(1.) There are two objections taken by the petitioner, the defendant in a suit for the redemption of a possessory mortgage. The first is that the Court fee paid on the plaint is insufficient and the second that his plea of nonjoinder of persons (other than the plaintiffs) interested in the equity of redemption was wrongly decided by the court below. Neither seems to me to come within the scope of S.115 of the Code.
(2.) Taking the second first, no doubt O.34 R.1 requires that all persons having an interest in the right of redemption shall be joined as parties. The plaintiffs claimed that they were solely entitled to the right of redemption and the court below upheld the claim, rejecting the case of the defendant that the daughter and grandchildren of the first plaintiff also had an interest therein. This decision, even if it be wrong, is not one involving any question of jurisdiction.
(3.) For the first, I read the recent decision of the Supreme Court in 1961 KLT (SC). 67 as meaning that no revision will lie at the instance of a defendant for the simple reason that the adequacy or otherwise of the Court fee paid is not a matter in which he is interested unless, as observed in AIR 1958 S.C. 245 at page 251, the question of Court fee involves also the question of jurisdiction of the court either to try the suit or entertain the appeal.
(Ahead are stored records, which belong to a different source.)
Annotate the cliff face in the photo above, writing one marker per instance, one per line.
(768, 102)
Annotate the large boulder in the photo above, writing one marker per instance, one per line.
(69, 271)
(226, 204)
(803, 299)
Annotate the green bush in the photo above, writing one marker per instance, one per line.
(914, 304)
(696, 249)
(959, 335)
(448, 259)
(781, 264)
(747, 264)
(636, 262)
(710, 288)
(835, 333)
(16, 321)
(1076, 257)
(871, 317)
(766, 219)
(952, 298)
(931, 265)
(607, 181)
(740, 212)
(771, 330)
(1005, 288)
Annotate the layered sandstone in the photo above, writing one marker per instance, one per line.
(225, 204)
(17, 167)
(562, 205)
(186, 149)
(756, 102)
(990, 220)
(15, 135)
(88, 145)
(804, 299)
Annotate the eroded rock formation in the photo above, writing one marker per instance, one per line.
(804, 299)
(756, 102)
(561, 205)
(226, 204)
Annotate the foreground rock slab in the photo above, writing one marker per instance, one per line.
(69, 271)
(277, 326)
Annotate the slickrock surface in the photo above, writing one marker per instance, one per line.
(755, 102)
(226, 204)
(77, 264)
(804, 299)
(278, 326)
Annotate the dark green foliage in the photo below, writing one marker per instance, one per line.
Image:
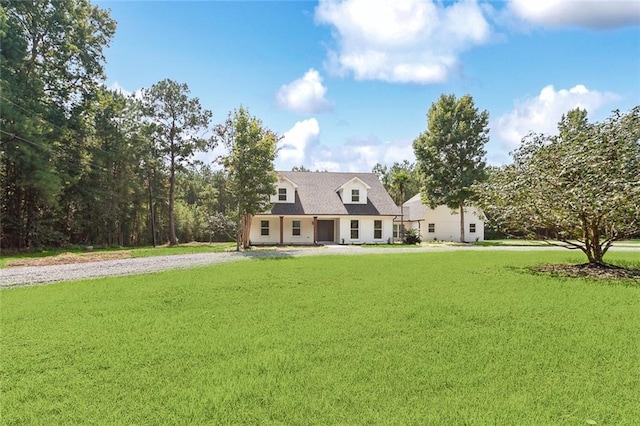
(581, 187)
(248, 166)
(401, 180)
(176, 122)
(51, 65)
(451, 154)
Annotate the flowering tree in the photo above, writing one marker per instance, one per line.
(581, 188)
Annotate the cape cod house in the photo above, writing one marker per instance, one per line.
(441, 223)
(326, 207)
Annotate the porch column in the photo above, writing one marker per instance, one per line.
(315, 229)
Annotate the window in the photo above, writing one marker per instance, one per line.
(377, 229)
(354, 229)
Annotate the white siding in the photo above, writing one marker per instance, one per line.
(365, 230)
(291, 191)
(305, 237)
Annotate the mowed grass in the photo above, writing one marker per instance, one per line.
(412, 338)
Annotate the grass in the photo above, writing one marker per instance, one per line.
(79, 254)
(414, 338)
(516, 242)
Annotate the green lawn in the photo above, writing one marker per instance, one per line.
(412, 338)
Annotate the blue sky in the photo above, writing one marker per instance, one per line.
(348, 83)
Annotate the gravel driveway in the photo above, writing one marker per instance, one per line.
(33, 275)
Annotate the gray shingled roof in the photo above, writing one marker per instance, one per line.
(317, 195)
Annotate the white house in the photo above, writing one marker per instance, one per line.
(325, 207)
(442, 223)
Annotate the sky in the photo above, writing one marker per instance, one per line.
(348, 83)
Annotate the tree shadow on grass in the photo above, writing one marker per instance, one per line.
(628, 275)
(267, 254)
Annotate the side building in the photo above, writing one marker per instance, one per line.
(327, 208)
(442, 223)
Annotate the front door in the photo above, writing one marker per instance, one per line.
(325, 230)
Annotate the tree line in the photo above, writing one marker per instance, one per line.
(82, 164)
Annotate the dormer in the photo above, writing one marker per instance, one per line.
(354, 191)
(285, 191)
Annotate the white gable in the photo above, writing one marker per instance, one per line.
(285, 191)
(354, 191)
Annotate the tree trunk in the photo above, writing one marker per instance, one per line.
(246, 229)
(172, 184)
(239, 230)
(462, 222)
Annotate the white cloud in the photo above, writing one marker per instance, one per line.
(304, 95)
(542, 113)
(301, 146)
(401, 41)
(595, 14)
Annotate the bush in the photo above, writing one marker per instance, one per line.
(412, 236)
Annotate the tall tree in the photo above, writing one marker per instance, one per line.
(451, 154)
(249, 166)
(51, 64)
(178, 123)
(581, 187)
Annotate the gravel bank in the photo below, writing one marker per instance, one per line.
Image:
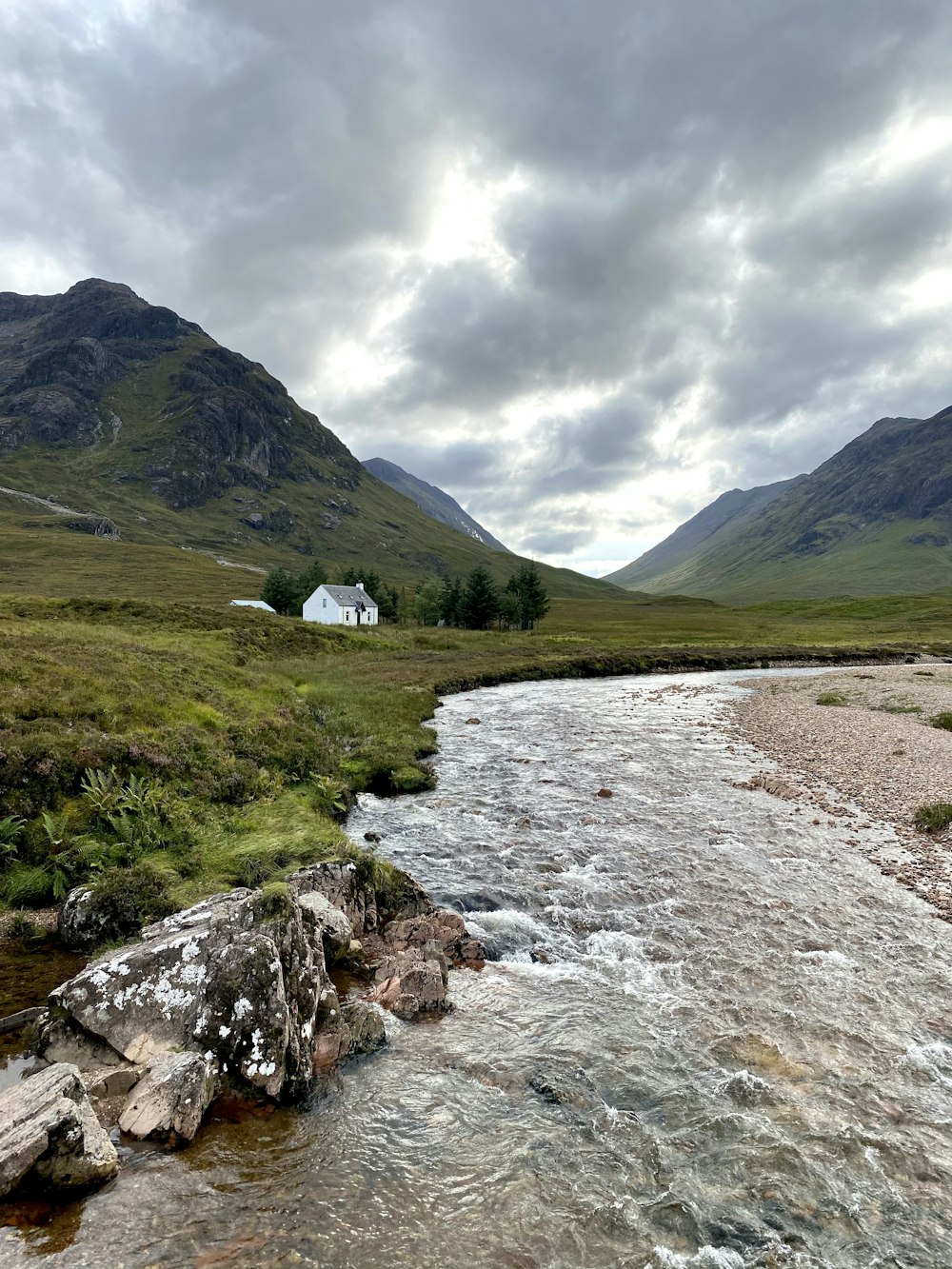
(879, 750)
Hence an erroneous decision on that matter cannot, unless jurisdiction is involved, invest him with a grievance entitling him to seek redress. (A complaint of overvaluation is understandable, for in the event of his losing, it will saddle the defendant with higher costs & higher Court fee for an appeal). In the case of a plaintiff or an appellant the position is different for he faces the danger of his suitor appeal being thrown out on the basis of the wrong decision. That was the case in AIR 1953 S.C. 28, and the observation therein (at P. 32 of the report) relied upon by the defendant, to the effect that where a decision on the question of Court fee suffers from a defect of jurisdiction the decision would be revisable by the High Court, read in that light, cannot mean that the High Court will entertain a revision at the instance of a person who has no legitimate grievance. True, a distinction is to be drawn between the question whether a suit falls under one section or another of the Court fees Act, the question of category as it has been called, and the question whether the value of the subject matter has been properly assessed, the question of valuation pure and simple as it is often described. The former is a pure question of law and in fit cases can be the subject matter of revision; not the latter. True also that the question in 1961 KLT (S.C.) 67 would appear to be one of valuation pure and simple but the reason given there, namely, that the defendant is not aggrieved, and the observations made, apply equally to a case where the alleged inadequacy arises through an error regarding category. So long as the error is not one affecting the jurisdiction of the court to try the suit, the defendant is not affected thereby; and the distinction between an error regarding category and an error regarding valuation pure and simple, is of no relevance in a revision by the defendant.